J: Monday morning peak
300 random prompts, target 1.5 rps, max concurrency 25.
| Profile | OK | Output tok/s | P95 TTFT | P95 TPOT |
|---|---|---|---|---|
| BF16 v23 | 300/300 | 132.04 | 3006.73 ms | 199.23 ms |
| MTP v23 | 300/300 | 172.32 | 3870.47 ms | 235.91 ms |
| NVFP4 v23 | 300/300 | 218.90 | 2390.17 ms | 124.58 ms |
Under overload, NVFP4 also stays the most usable. Every request succeeds, but the queue decides who feels the pain. BF16 and MTP produce less friendly tails here.
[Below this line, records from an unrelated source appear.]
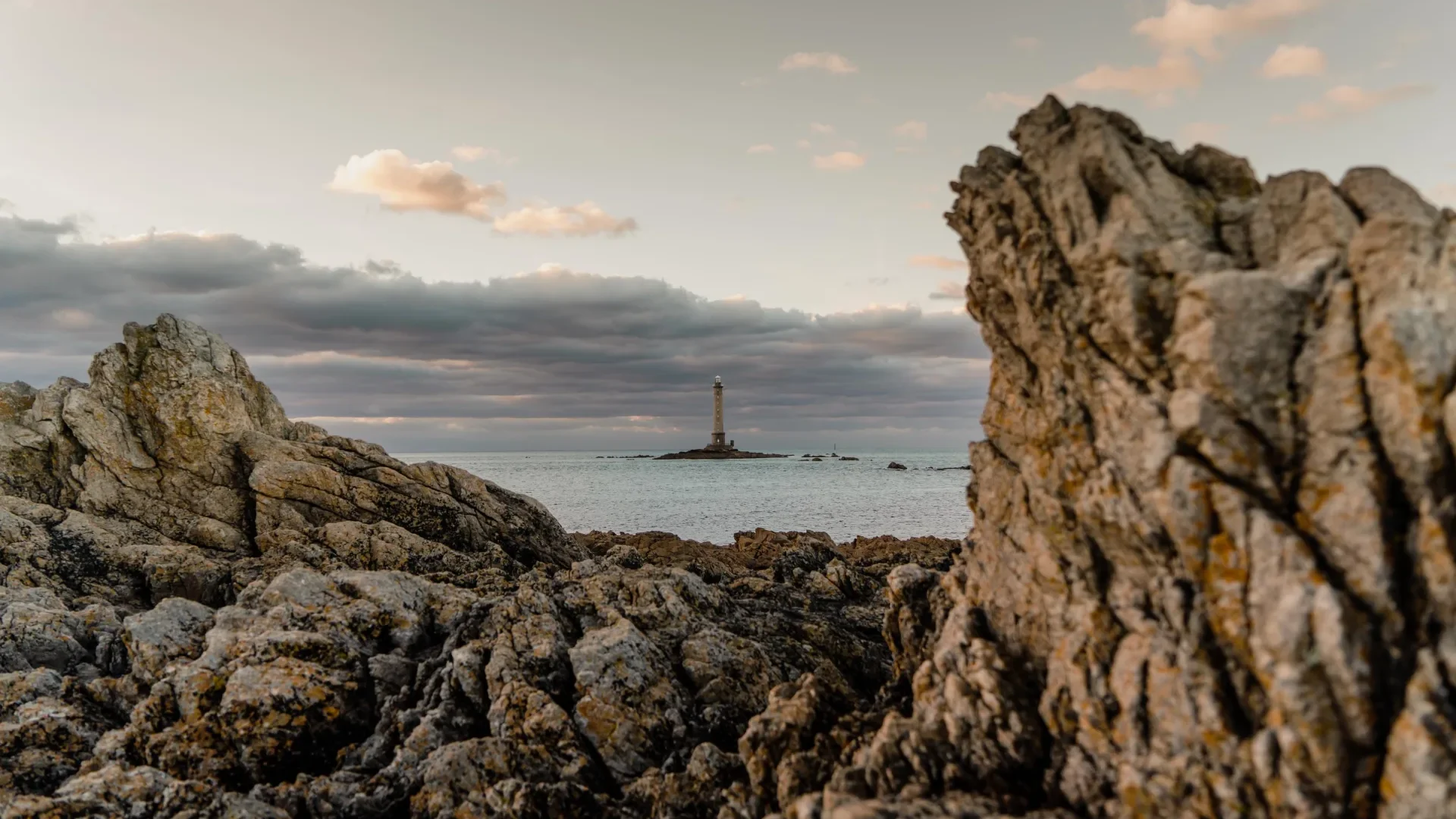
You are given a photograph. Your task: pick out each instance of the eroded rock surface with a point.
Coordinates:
(1212, 569)
(207, 610)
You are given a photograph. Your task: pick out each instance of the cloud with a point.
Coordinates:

MTP has more output throughput than BF16, but worse p95 TTFT and p95 TPOT. That is exactly why I want percentiles, not only tokens per second.
What I put into the Arena
I added three new Arena entries instead of overwriting the old Gemma-4 entries. The old v0.20.1 runs remain useful as historical comparison points. These new entries are explicitly v23:
The short ranking for my own use:
- NVFP4 v23 for local chat, agents and office load.
- MTP v23 if you want to keep the Google model artifact but BF16 decode is too slow.
- BF16 v23 as a control line and for comparisons where precision matters more than serving speed.
For 25k context, none of the three solves the real problem. There you work on prompt budget, retrieval, memory compaction and agent architecture. Not on hoping a serving profile makes the wait disappear.